Modélisation des équilibres liquide-liquide

Ainsi que nous l'avons vu pour les mélanges binaires, une démixtion liquide-liquide n'est possible que lorsque le mélange présente une forte non-idéalité. Il est en particulier impossible d'obtenir des équilibres liquide-liquide dans un mélange idéal !

Toute modélisation d'équilibres liquide-liquide suppose donc de disposer d'une expression de l'enthalpie libre d'excès[1] (par exemple NRTL[2]). Autant que possible, on utilisera la même expression de l'enthalpie libre d'excès[1] pour chacune des deux phases, avec le même état de référence[3] par corps pur.

Remarque

Il n'y a que lorsqu'on doit étudier des équilibres liquide-liquide entre une phase organique et une phase aqueuse contenant des électrolytes qu'on utilise des modèles d'écarts à l'idéalité différents pour les deux phases. Mais ce type de situation sort du cadre de ce cours.

Supposons que nous ayons un mélange ternaire donnant lieu à un équilibre liquide-liquide. Si nous numérotons 1,2,3 les constituants et (I) et (II) les phases, cet équilibre est représenté par les équations d'égalité des fugacités[4] entre les différentes phases :

\[\begin{array}{ccc} f_1^{(I)} &=& f_1^{(II)} \\ f_2^{(I)} &=& f_2^{(II)} \\ f_3^{(I)} &=& f_3^{(II)} \end{array}\]

mais, par définition du coefficient d'activité[5], la fugacité[4] du constituant \(i\) dans la phase \(\varphi\) s'écrit :

\[f_i^{(\varphi)}= \gamma_i^{(\varphi)} x_i^{(\varphi)} f_i^{(R_i)}\]

\(R_i\) correspondant à l'état de référence[3] choisi pour le constituant \(i\).
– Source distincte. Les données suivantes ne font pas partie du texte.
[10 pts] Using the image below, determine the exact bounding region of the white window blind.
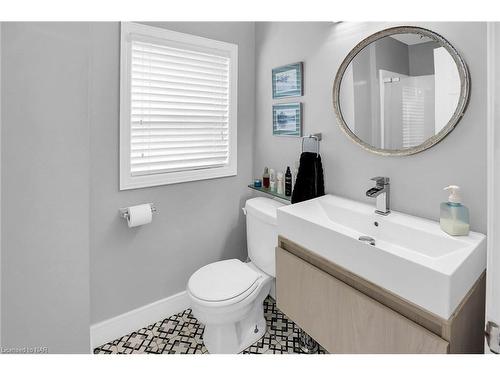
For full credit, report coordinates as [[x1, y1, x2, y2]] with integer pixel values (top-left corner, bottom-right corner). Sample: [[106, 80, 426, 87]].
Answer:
[[402, 86, 425, 148], [121, 24, 236, 188]]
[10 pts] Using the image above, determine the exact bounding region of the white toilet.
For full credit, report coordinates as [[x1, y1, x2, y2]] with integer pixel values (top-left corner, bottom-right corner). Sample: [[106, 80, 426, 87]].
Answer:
[[187, 198, 283, 354]]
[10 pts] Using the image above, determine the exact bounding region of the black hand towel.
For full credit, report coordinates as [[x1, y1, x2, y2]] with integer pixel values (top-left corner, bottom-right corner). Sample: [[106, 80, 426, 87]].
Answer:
[[292, 152, 325, 203]]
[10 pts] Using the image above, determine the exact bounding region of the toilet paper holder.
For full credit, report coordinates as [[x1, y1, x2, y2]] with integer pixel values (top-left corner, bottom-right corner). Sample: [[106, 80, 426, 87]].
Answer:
[[118, 203, 158, 220]]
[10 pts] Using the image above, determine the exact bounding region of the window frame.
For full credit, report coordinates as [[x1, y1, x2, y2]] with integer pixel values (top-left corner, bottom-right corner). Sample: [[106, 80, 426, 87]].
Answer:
[[119, 22, 238, 190]]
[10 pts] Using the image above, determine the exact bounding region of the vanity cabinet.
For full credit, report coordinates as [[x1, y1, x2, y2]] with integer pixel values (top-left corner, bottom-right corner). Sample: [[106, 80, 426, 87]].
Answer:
[[276, 237, 485, 354]]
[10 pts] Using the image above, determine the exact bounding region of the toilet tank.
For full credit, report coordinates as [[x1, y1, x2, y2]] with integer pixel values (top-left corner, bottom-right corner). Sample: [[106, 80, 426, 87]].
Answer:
[[245, 197, 284, 277]]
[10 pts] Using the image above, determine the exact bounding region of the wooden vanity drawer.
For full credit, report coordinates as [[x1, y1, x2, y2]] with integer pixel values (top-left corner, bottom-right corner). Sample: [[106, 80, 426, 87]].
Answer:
[[276, 248, 449, 353]]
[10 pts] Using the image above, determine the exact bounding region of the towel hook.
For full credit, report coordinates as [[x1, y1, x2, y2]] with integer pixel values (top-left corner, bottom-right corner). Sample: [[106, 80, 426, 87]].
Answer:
[[302, 133, 323, 157]]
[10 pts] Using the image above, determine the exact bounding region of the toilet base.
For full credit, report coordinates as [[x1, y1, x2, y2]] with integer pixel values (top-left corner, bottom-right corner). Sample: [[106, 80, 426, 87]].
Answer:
[[203, 294, 267, 354]]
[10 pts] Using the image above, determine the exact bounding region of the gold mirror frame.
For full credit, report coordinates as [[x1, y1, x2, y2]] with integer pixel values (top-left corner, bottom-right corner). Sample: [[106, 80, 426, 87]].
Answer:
[[333, 26, 470, 156]]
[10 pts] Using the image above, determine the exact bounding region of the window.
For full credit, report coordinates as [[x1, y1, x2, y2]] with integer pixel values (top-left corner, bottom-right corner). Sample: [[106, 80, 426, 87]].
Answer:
[[120, 23, 238, 190]]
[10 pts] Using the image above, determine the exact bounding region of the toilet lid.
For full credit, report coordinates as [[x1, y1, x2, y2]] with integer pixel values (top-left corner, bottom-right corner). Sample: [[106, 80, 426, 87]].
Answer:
[[188, 259, 260, 302]]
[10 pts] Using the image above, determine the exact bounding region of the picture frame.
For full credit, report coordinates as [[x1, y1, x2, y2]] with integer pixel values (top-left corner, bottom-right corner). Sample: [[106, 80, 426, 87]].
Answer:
[[272, 62, 304, 99], [273, 103, 302, 137]]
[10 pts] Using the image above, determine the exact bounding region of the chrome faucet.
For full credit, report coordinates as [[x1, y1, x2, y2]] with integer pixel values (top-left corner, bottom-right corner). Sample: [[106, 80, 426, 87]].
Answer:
[[366, 177, 391, 215]]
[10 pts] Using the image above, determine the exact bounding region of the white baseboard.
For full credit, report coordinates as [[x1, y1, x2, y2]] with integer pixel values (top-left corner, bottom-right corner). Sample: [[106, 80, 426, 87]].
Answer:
[[90, 291, 190, 350]]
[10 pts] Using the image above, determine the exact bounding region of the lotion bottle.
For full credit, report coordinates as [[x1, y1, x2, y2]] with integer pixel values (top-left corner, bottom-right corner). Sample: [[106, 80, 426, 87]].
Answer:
[[439, 185, 470, 236]]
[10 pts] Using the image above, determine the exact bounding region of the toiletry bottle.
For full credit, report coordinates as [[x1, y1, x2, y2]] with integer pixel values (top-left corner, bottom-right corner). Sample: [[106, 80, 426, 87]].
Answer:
[[269, 168, 276, 192], [262, 167, 269, 189], [276, 172, 283, 194], [292, 161, 299, 191], [285, 167, 292, 197], [439, 185, 470, 236]]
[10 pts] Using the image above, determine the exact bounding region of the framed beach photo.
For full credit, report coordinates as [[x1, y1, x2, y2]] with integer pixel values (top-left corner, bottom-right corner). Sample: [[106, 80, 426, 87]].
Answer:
[[273, 62, 303, 99], [273, 103, 302, 137]]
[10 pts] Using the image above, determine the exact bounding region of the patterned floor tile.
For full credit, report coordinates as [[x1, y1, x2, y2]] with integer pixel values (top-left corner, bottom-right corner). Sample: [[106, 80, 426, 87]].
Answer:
[[94, 297, 327, 354]]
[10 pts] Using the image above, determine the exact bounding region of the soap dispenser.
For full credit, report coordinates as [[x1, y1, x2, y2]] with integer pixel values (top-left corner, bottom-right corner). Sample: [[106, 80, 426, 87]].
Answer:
[[439, 185, 470, 236]]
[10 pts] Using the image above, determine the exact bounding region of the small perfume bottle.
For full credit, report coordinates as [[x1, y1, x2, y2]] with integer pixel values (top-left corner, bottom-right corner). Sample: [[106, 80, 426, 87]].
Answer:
[[269, 168, 276, 192], [276, 172, 283, 194], [285, 167, 292, 197], [262, 167, 269, 189]]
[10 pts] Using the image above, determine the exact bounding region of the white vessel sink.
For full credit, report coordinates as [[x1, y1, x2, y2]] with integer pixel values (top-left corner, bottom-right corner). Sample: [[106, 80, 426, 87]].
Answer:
[[278, 195, 486, 319]]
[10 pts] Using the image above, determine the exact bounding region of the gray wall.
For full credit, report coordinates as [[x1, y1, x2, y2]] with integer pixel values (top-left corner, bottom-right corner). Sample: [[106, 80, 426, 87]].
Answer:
[[90, 22, 255, 323], [1, 23, 90, 353], [408, 42, 439, 76], [254, 22, 486, 233]]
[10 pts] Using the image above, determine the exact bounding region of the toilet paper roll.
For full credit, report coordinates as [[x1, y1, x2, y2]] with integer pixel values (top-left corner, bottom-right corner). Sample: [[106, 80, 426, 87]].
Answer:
[[127, 204, 153, 228]]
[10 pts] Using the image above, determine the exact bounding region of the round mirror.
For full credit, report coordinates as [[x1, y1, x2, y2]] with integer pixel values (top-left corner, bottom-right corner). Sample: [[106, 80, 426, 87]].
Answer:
[[333, 26, 470, 155]]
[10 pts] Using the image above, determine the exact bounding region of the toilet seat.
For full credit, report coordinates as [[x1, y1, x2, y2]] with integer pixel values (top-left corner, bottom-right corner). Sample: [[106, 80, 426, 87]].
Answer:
[[188, 259, 262, 306]]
La plupart du temps, c'est le corps \(i\) pur.

En reportant cette dernière expression dans les équations d'égalité de fugacités[4], on voit que les fugacités[4] de référence s'éliminent, et il ne reste que l'égalité des activités[6] :

\[\begin{array}{ccc} \gamma_1^{(I)} x_1^{(I)} &=&\gamma_1^{(II)} x_1^{(II)} \\ \gamma_2^{(I)} x_2^{(I)} &=&\gamma_2^{(II)} x_2^{(II)} \\ \gamma_3^{(I)} x_3^{(I)} &=&\gamma_3^{(II)} x_3^{(II)} \end{array}\]

À ces trois équations d'équilibre entre phases, il faut rajouter les deux équations de normalisation des fractions molaires[7] :

\[\begin{array}{ccccccc} x_1^{(I)} &+& x_2^{(I)} &+& x_3^{(I)} &=&1 \\ x_1^{(II)} &+& x_2^{(II)} &+& x_3^{(II)} &=&1 \end{array}\]
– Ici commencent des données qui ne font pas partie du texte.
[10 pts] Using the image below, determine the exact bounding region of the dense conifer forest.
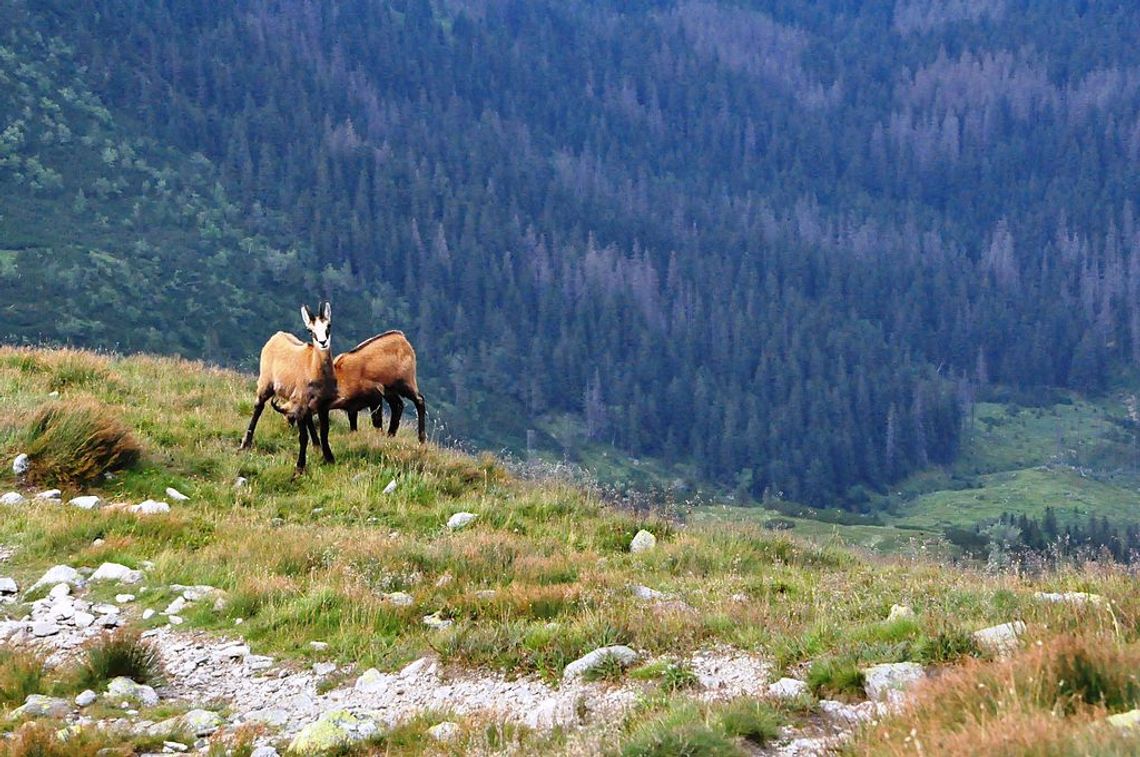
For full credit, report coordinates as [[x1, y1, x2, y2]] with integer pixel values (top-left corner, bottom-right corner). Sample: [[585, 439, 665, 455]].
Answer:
[[0, 0, 1140, 508]]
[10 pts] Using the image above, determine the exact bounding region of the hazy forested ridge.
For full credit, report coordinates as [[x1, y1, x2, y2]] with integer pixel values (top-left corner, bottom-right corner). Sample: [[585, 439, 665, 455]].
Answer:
[[0, 0, 1140, 503]]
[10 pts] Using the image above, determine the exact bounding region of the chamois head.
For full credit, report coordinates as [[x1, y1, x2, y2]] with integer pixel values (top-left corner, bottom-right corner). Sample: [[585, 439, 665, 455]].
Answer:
[[301, 302, 333, 351]]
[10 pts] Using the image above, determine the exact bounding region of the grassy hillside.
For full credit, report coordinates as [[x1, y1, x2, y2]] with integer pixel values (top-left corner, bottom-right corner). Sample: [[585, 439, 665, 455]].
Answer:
[[0, 348, 1140, 754]]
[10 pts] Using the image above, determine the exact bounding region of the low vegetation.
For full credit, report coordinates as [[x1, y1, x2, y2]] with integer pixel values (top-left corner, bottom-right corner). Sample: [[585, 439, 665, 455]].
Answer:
[[0, 348, 1140, 755]]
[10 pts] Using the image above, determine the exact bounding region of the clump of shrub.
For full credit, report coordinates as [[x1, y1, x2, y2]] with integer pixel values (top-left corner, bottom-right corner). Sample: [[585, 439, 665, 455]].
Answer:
[[0, 646, 43, 708], [807, 658, 864, 699], [24, 399, 143, 486], [76, 630, 162, 690]]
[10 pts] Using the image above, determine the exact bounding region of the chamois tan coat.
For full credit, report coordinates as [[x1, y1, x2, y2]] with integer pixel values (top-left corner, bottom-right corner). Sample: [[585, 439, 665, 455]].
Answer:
[[235, 302, 336, 473], [332, 331, 428, 441]]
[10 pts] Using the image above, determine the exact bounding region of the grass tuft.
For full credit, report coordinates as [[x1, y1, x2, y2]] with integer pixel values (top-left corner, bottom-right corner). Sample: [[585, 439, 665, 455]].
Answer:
[[76, 630, 163, 691], [24, 399, 143, 486]]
Il suffit de fixer une composition pour que les 5 autres puissent être déterminées.

Une fois que nous savons calculer des équilibres, il est possible de comparer des équilibres calculés à des équilibres mesurés expérimentalement, et donc d'ajuster des paramètres de modèles pour représenter au mieux les équilibres liquide-liquide.
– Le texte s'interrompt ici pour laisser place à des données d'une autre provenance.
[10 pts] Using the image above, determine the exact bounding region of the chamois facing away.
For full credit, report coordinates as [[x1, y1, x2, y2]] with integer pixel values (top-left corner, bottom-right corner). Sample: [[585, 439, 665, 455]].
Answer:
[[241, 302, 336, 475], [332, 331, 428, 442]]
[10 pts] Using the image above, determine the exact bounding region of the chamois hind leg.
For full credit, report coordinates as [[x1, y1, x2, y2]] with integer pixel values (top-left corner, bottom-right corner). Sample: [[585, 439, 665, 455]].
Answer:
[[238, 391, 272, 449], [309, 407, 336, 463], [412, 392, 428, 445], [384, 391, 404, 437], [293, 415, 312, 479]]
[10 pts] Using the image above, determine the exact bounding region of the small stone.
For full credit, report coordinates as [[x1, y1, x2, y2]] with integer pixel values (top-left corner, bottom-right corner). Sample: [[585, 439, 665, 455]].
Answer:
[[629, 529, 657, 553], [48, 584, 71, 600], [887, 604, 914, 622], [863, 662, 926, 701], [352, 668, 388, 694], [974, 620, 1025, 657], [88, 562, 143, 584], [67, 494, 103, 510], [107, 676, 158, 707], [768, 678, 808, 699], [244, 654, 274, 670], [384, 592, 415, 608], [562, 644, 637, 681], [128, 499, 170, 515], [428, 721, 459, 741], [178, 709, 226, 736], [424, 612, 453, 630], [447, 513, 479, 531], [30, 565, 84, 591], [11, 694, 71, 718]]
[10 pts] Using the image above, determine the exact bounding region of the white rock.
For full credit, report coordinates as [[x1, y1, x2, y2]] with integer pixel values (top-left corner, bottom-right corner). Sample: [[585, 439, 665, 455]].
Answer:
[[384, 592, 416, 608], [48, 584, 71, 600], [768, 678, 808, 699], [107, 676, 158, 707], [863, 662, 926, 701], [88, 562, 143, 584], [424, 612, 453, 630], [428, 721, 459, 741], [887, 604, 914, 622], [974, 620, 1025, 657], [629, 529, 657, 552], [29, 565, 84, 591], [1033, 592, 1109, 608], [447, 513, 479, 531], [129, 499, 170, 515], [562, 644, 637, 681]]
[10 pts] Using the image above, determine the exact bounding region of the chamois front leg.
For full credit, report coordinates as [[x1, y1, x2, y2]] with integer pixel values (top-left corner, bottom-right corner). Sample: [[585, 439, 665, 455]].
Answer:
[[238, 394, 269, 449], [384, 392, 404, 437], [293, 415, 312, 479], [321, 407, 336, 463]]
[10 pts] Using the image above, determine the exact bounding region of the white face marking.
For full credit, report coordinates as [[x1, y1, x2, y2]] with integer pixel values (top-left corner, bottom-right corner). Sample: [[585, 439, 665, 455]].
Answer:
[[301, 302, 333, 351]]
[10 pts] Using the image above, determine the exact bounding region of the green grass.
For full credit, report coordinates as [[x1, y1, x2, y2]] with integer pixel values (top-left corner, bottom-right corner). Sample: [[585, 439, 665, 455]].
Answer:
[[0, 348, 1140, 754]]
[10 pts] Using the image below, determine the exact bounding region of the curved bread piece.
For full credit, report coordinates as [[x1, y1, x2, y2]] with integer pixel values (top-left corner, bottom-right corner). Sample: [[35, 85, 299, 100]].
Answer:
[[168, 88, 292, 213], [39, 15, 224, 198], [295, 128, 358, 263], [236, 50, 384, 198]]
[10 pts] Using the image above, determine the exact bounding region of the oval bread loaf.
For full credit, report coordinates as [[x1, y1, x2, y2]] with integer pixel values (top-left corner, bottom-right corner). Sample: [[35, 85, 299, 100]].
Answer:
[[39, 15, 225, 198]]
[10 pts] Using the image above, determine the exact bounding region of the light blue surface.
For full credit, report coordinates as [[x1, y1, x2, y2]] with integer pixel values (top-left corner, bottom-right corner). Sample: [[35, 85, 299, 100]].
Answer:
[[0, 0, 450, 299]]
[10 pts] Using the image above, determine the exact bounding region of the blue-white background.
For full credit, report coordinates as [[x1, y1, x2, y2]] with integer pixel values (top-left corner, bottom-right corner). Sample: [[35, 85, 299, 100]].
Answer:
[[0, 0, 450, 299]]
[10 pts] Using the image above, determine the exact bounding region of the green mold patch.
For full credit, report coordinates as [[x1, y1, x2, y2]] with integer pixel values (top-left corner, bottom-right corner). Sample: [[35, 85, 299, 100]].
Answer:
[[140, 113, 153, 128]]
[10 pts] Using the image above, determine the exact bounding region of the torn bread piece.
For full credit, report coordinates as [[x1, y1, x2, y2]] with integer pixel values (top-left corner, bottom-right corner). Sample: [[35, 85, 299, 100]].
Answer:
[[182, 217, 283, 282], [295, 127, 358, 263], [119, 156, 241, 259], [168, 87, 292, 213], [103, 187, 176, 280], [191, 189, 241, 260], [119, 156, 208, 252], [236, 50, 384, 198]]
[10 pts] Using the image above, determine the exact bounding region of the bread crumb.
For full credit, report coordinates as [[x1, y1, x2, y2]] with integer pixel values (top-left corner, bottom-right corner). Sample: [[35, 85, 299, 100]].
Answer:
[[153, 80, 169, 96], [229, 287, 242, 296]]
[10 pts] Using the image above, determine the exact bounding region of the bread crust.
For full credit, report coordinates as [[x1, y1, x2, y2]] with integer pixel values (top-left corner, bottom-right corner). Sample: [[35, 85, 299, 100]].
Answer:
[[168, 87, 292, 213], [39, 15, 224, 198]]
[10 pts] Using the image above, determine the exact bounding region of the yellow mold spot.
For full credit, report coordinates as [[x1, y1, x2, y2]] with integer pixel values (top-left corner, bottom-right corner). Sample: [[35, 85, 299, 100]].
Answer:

La modélisation thermodynamique des équilibres liquide-liquide et l'ajustement de paramètres de modèles reste néanmoins un sujet assez difficile ; en particulier le passage des binaires aux ternaires est plus délicat que pour les équilibres liquide-vapeur. De plus, il faut souvent utiliser des jeux de paramètres différents pour modéliser les équilibres liquide-liquide et liquide-vapeur du même mélange.

Nous en resterons donc là de la modélisation thermodynamique des équilibres liquide-liquide des systèmes ternaires, et nous nous intéresserons plutôt à leur mise en œuvre dans le cadre de procédés de séparation. Les coefficients d'activité[5] seront calculés par l'équation NRTL[2], avec des paramètres disponibles en banques de données.